Place oil in a large pot, add onion, garlic, scallion, thyme, tomato, carrot and Scotch bonnet pepper on medium heat, sauté until onion is translucent. Add callaloo, allow to simmer on low heat for 5-10 minutes or until tender.
Ackee and Salt Fish
Ingredients:
1/2 lb salt fish (codfish)
1 dozen ackees
1 large onion, chopped
1/2 tsp black pepper
2 sprigs thyme
2 cloves garlic, crushed
3 slices hot Scotch bonnet pepper
1 cup red and green sweet pepper
1 small tomato
3 tbsp coconut oil
Method:
Rinse salt fish under running water, place salt fish in a pot with 2 1/2 cups of cold water and bring to a boil.
Clean and rinse ackees in cold water. Pour ackees in boiling water of salt fish until the ackees are cooked. (Ackee on its own is bland and tasteless; adding salt fish will impart flavour to the ackees)
Drain water from ackee and salt fish, clean and debone salt fish, then set aside.

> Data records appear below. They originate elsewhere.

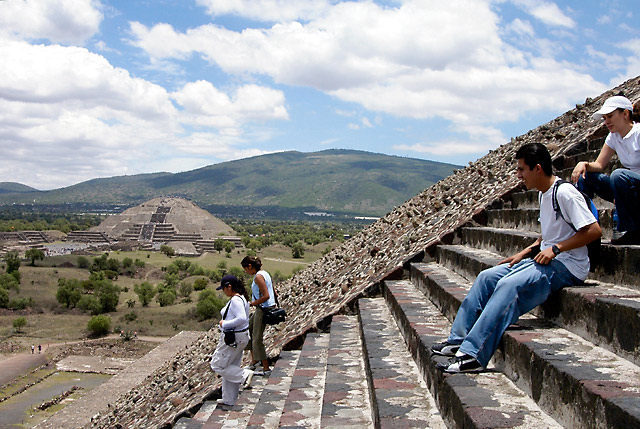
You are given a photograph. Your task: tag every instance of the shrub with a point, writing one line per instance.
(200, 283)
(90, 304)
(83, 262)
(145, 292)
(99, 325)
(19, 323)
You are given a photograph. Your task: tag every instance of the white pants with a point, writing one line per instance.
(226, 362)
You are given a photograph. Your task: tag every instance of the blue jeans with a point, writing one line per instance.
(499, 296)
(623, 186)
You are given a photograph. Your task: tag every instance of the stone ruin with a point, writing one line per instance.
(332, 284)
(176, 222)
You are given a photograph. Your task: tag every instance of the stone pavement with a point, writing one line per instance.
(100, 399)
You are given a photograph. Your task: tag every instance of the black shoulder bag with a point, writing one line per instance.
(275, 315)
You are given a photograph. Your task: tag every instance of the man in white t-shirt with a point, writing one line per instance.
(500, 295)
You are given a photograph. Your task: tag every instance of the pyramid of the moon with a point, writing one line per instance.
(164, 219)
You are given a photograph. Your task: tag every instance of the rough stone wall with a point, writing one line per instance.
(378, 252)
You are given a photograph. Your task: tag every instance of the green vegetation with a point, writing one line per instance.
(343, 181)
(99, 325)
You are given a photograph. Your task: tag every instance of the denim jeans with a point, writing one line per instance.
(499, 296)
(623, 186)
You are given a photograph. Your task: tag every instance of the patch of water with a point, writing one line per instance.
(19, 411)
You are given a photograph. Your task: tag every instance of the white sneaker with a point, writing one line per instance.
(246, 381)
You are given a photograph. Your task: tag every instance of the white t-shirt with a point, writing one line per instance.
(555, 229)
(238, 316)
(627, 147)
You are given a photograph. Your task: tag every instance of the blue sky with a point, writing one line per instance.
(98, 88)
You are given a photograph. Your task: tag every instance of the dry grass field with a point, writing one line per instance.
(50, 323)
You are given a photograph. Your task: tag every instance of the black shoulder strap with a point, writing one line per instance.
(554, 202)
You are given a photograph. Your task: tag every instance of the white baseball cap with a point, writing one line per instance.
(611, 104)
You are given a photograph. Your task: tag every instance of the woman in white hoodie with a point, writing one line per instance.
(623, 185)
(227, 358)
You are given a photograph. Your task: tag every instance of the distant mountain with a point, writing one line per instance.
(12, 187)
(345, 181)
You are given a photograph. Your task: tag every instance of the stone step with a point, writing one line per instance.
(258, 403)
(576, 382)
(303, 405)
(510, 241)
(400, 397)
(346, 401)
(487, 400)
(268, 410)
(607, 315)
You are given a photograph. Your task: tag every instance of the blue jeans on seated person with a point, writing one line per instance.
(499, 296)
(623, 186)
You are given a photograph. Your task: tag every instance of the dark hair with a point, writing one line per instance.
(238, 287)
(534, 154)
(254, 261)
(635, 115)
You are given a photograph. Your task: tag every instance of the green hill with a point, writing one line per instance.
(343, 181)
(12, 187)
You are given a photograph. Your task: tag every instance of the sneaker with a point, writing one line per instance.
(224, 407)
(629, 238)
(246, 382)
(464, 363)
(445, 348)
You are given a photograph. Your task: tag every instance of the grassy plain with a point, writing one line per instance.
(50, 323)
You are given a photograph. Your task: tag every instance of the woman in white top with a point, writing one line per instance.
(263, 297)
(623, 186)
(227, 359)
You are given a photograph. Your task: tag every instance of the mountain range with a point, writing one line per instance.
(336, 180)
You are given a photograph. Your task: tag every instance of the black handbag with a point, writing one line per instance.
(275, 315)
(229, 336)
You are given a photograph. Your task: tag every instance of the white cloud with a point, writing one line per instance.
(60, 21)
(70, 116)
(268, 10)
(547, 12)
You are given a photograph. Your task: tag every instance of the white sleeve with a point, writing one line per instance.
(573, 207)
(236, 316)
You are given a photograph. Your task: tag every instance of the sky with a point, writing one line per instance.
(102, 88)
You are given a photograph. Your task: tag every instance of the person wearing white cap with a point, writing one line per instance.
(227, 358)
(623, 185)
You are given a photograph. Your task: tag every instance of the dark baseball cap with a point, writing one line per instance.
(227, 280)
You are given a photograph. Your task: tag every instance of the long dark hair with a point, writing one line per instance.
(254, 261)
(238, 287)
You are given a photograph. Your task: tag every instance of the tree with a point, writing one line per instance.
(99, 325)
(145, 292)
(218, 244)
(69, 292)
(297, 250)
(167, 250)
(108, 295)
(83, 262)
(13, 261)
(34, 254)
(19, 323)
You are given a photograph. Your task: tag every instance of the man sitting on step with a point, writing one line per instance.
(519, 283)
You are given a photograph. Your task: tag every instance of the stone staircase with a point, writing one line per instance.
(572, 362)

In a skillet over medium heat, add coconut oil within 30 seconds add onion, garlic, tomato, scallion, thyme, sweet peppers and Scotch bonnet.
Sauté for 2 minutes and add salt fish, sauté for another 2 minutes then add ackees and tomatoes. Combine all ingredients, cover and reduce heat to low. Simmer for 3 to 5 minutes more.
Ackee and salt fish is now ready to serve.